Hi Nikki, I know I have had different feedback from different doctors about everything under the sun, including my age.  The one thing this whole infertility bout has taught me (no offense to anyone), is that just because someone is in the medical field doesn't preclude them from being biased or affected by old out-dated ideas.  I have had doctors tell me if I didn't hurry up and get pregnant when I was 25, my chances would be gone.  Last year around my 28th birthday, I had another doctor say something like oh dont worry about a thing, you're still very young.  So?

I wanted to post about my appointment yesterday-the clomid actually worked!  My follicles were 19mm and 17mm and I had a third that was smaller.  Anyway, she said to have sex Saturday and come back Sunday for the swab test.  I literally cried because I havent had good news, I mean not even a step in the right direction kind of good news in 8-9 months and I am so grateful.  Anyway, we're going to have sex today because I have a commitment tonight and don't want to do it too late...keeping my fingers but not legs crossed over here ha!

Hope you and your husband are well

Well, I'm pretty sure I'm starting my period today. Had some spotting early this morning and I'm a little crampy and definitely more moody/emotional and just all around blah. I know this means that we get to do the IUI next and stand a better chance of getting pregnant but I just really wish things would have worked naturally this time. I'm tired of playing this waiting and guessing game. I need some positive in all the negative that is going on in my life right now. Wahhh. Sorry I'm such a negative nanny today. :(

Nikki, it seems like this whole journey has been a waiting and guessing game!  Hang in there, and know that there are options for couples like us that arent always successful the "natural" way!

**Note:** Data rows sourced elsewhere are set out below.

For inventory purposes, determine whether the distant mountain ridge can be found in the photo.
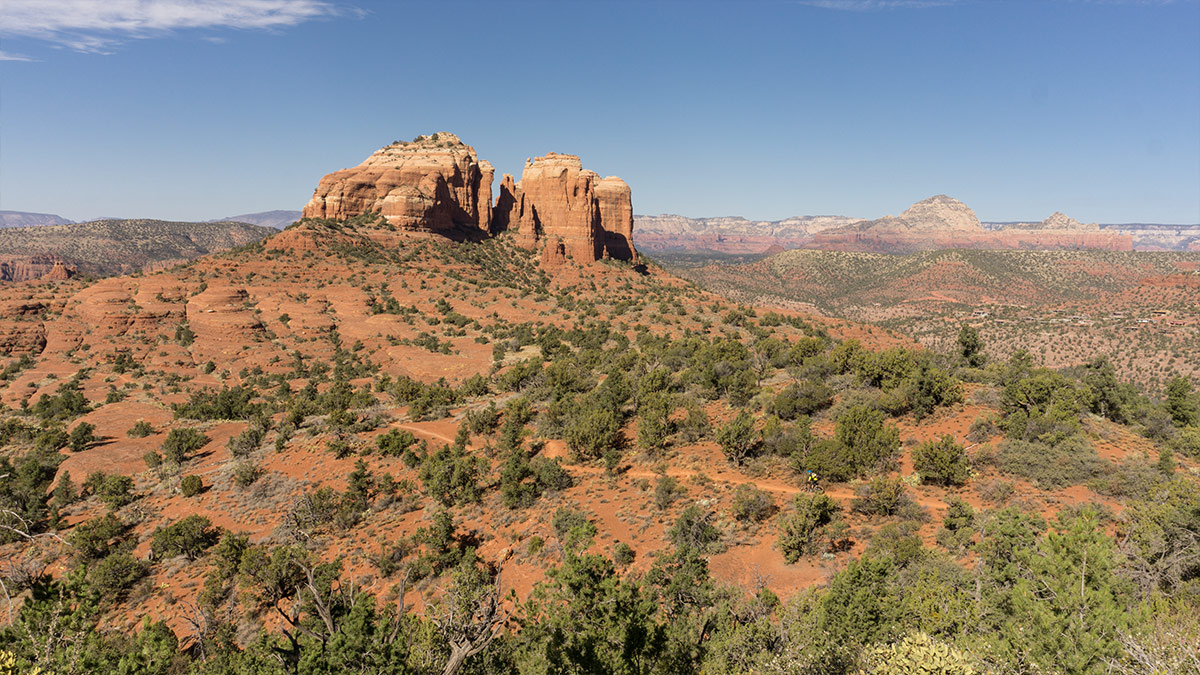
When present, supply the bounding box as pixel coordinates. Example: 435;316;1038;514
208;209;300;229
634;214;863;253
802;195;1133;253
0;219;276;281
0;211;74;227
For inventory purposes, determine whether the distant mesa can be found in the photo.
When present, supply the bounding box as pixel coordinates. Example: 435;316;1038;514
0;211;74;227
1004;211;1100;232
216;209;301;229
842;195;984;233
0;219;275;281
634;214;864;255
803;195;1133;253
302;132;636;265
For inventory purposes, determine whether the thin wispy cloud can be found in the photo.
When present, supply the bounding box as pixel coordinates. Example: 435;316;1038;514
800;0;958;12
0;0;358;53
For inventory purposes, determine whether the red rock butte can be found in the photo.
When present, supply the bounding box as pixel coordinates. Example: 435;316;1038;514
304;132;636;265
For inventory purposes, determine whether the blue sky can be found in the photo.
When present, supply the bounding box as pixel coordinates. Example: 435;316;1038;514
0;0;1200;222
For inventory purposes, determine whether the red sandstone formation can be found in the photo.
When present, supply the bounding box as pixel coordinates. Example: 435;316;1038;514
300;132;636;265
496;153;636;262
304;132;494;235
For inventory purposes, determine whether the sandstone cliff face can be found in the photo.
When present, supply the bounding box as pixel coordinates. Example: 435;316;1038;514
596;175;634;261
302;132;636;267
304;132;494;235
506;153;636;262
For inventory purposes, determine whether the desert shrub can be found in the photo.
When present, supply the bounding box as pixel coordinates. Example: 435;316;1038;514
730;483;775;522
770;380;833;420
34;426;71;452
779;494;841;563
1001;369;1084;444
862;629;983;675
793;405;900;480
67;513;125;560
29;378;91;423
564;401;622;461
551;507;596;550
179;474;204;497
637;393;672;453
863;520;928;569
935;497;976;552
84;471;136;509
376;429;416;458
958;324;988;368
67;422;98;453
996;436;1106;490
173;387;263;420
900;363;962;419
676;401;712;443
150;514;221;560
667;504;724;554
716;411;760;466
1170;426;1200;459
162;429;209;464
419;446;487;507
233;461;263;489
125;419;154;438
912;435;971;485
978;478;1016;504
850;476;912;515
1120;478;1200;593
467;401;500;435
758;416;814;458
500;448;572;508
1087;448;1166;498
967;416;1000;443
612;542;637;567
229;418;270;459
1163;377;1200;426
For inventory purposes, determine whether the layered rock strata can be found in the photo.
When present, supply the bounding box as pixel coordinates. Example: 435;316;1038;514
304;137;636;264
304;132;494;234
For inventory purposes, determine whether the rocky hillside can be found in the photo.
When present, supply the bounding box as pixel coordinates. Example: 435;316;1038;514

It is quite the waiting and guessing game. : ( I did start my period and I cramped the whole 3/4 days I had it. Ugh. I never do that and it was so annoying. I called my OB when I started and he told me to start the ovulation test and as soon as I get the smiley face to call his office and we will have to take the semen cup to the lab so they can do the sperm wash then head back to the OB and he will do the procedure. How awkward, I'm being impregnated by my OB!? Haha. It sucks that we are having to fork out an additional $200 for this but having a baby is worth it to me. I've been so blue lately. I wish we could go start the adoption process so I could have a child to keep us busy and keep our minds off of the pregnancy issues (for now). We also need to call the eurologist back so we can get a consult and start planning the vericose surgery for my husband. We will stand an even great chance of getting pregnant if we will get on that. Oh man, so much, so little time and so little patience left. Wish us luck! : /

Hello all. I have had diabetes since I was a teenager and am in my 30s now. I am about to start my first round of Clomid. I was reading through this group and the threads. Any good news from you all?

I am finally 9 weeks pregnant!! We had to go through with IUI and it worked our first time. Our cycle was with no drugs seeing that my body was operating as needed, it was just my husbands sperm count. I wish you ladies all the luck!

I am finally 9 weeks pregnant!! We had to go through with IUI and it worked our first time. Our cycle was with no drugs seeing that my body was operating as needed, it was just my husbands sperm count. I wish you ladies all the luck!

Nikki!!! That is wonderful news! Congratulations!!! Please, keep us updated in the other group!!